Hector’s mother has Alzheimer’s. Most everybody there does. She was never easy to live with. Quick to anger. Bridled at criticism. Fearful. You’d never know if she’d pull away or lash out. But she seemed less so now. Almost childlike. The work of the disease, Hector thinks. Indiscriminate. Patchy, like paint peeling here and there off the side of an old barn.

Hector asks his mother about breakfast. She says they don’t feed her anymore. Turns her head away from him. Looks out the window, past the gaunt Sansevieria plant she brought from home. Her eyes are rimmed with red. She looks tired. Her lips pursed.

The aide comes to the door. “Mr. Garcia”

She is a tall, dark, black woman in a neat white uniform. At the sound of her voice Hector’s mother flinches. Buries her head into her shoulders. Her eyes close tightly.

‘It’s okay, Mami” he says,“está bien. Es nada.” He touches her shoulder and tells the woman he’ll be right there.

She is concerned, wants to help. He thanks her. “My mother is so… unpredictable. You never know with her, what goes on…”

Before he leaves for home he goes to see Margaret. “It’s about my mother,” he says. “There was an incident,” he tells her, “a long time ago.”

“When I was very young, maybe five or six, after my father was discharged, so that would be in ’49, we were living in GI housing outside of Camp Bullis. Near San Antonio. Four families sharing a common courtyard. All of our front doors facing one another.”

“Hector,” Margaret starts to interrupt, “What does this…”

“Wait,” he tells her. “This is important. I have to tell you. The courtyard was dry, hard-packed dirt, tan with a yellow cast, and we all shared one washing machine. Out there in the yard. All the four families.

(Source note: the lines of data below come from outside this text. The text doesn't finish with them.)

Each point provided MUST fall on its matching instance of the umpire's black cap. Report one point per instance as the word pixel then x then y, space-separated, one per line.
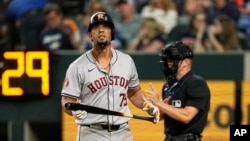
pixel 176 51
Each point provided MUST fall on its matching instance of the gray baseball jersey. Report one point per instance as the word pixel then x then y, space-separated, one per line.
pixel 86 80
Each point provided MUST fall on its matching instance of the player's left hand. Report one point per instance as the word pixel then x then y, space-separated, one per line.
pixel 152 110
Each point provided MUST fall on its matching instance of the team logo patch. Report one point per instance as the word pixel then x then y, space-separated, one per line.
pixel 65 83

“One of the families facing the courtyard was black. Their entrance was the one furthest from ours. They had a boy. He was about my age and his mother let him sit on the concrete stoop outside their door. Anyway, this one day, while my mother was doing the wash, I was sitting on the stoop in front of our place just like he was and I waved and he waved back. And he put one hand behind his back and I did the same. Touched his nose, I did the same. And I picked up a pebble and tossed it in to the yard and he did too.”

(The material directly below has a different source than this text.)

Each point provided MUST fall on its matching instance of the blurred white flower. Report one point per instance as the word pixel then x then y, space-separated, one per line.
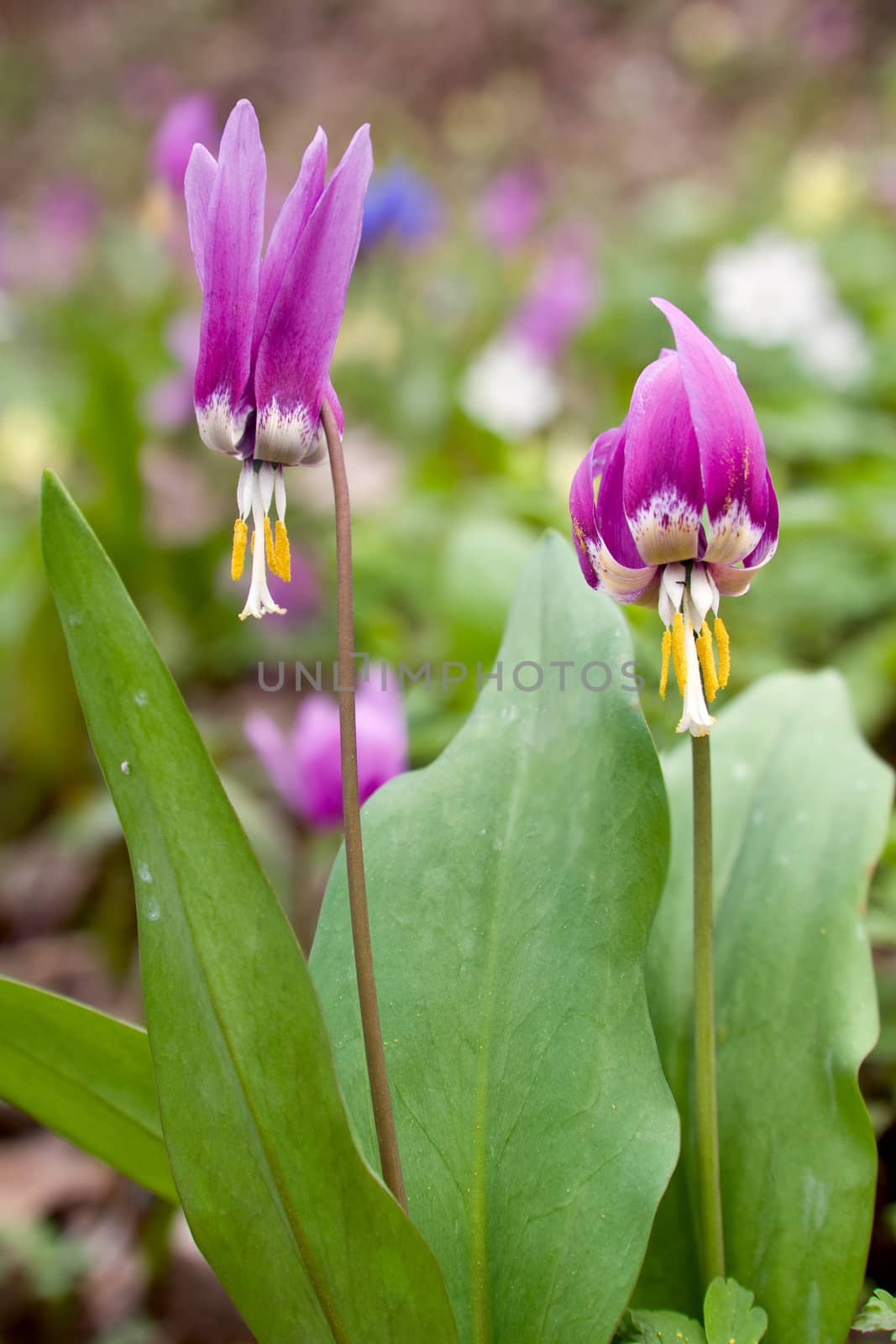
pixel 836 351
pixel 510 390
pixel 774 291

“Please, Hector, how is this at all about your mother and breakfast?”

“I threw a stone and it hit the boy in the face, on his forehead, and it started to bleed and he started screaming and I ran to my mother and the boy’s mother came out and saw her son and saw me and saw my mother; saw me clutching her leg around her dress, and she picked up her boy and carried him over to us and she was crying and yelling at me, “What did you do to my son?” And screaming at my mother and leaning into her so hard my mother’s back was pressed against the washing machine and the boy’s blood was dripping on her and the woman was yelling, “Look what he did. Look what he did to my boy.” And I felt my mother trembling and holding me tight against her and she was crying, ‘Para te. Stop it. No me pegues! Don’t hit me! Basta, Basta! Enough, enough!’“

“I saw that same look on my mother’s face today when she heard the aide call my name. I saw her cringe. I am ashamed for her sake and for the aide’s sake. I know it is hurtful and not right. My mother is old and she has lost most of what she knows, and so much of who she is now comes from way back. It is no excuse, I know, but maybe it is something.”

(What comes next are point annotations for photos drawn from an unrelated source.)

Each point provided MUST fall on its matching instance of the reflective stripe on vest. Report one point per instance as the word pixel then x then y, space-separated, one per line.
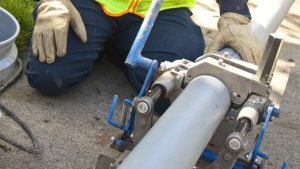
pixel 139 7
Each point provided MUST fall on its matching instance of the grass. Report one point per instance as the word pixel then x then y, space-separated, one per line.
pixel 22 10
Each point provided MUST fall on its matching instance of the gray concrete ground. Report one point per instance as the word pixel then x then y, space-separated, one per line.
pixel 72 135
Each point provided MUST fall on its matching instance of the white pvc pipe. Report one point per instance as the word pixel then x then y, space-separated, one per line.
pixel 268 16
pixel 179 137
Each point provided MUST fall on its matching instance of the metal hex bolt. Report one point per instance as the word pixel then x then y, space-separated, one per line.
pixel 142 107
pixel 247 156
pixel 256 160
pixel 227 156
pixel 234 144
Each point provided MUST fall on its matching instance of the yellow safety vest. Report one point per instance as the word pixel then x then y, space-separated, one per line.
pixel 139 7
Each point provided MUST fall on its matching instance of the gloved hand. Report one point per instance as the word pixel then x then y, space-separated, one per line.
pixel 235 32
pixel 50 33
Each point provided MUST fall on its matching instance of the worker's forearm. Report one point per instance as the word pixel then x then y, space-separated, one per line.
pixel 236 6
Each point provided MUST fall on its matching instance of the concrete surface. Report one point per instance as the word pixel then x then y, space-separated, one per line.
pixel 72 128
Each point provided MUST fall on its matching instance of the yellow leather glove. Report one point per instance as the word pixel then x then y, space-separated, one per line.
pixel 50 33
pixel 235 32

“It may be. And if we find that it is, we will work out. We will,” she says.

“I was afraid to tell you this because you might think she’s a racist. I don’t think she is. I don’t know.”

“Hector, I understand. Please trust me. Nobody here thinks your mother is a racist. The people here, like you say, are here but then they are not here. Not who they were or who they grew to be. I am sorry for her and for you to have had this experience. Back then, and now.”

“But, please Hector,” she leans forward, “listen to me, as strong as this memory is for you, is there anyway of knowing at all if it has anything to do with your mother’s not going to breakfast? There are fifty, a hundred things, it could be.”

Halfway home, stopping in Big Timber to pee and get coffee, he looks at himself in the mirror, Shakes his head. “Good Christ!” he says, “Where the hell did that all come from? Where in the good god-damn hell did that all come from?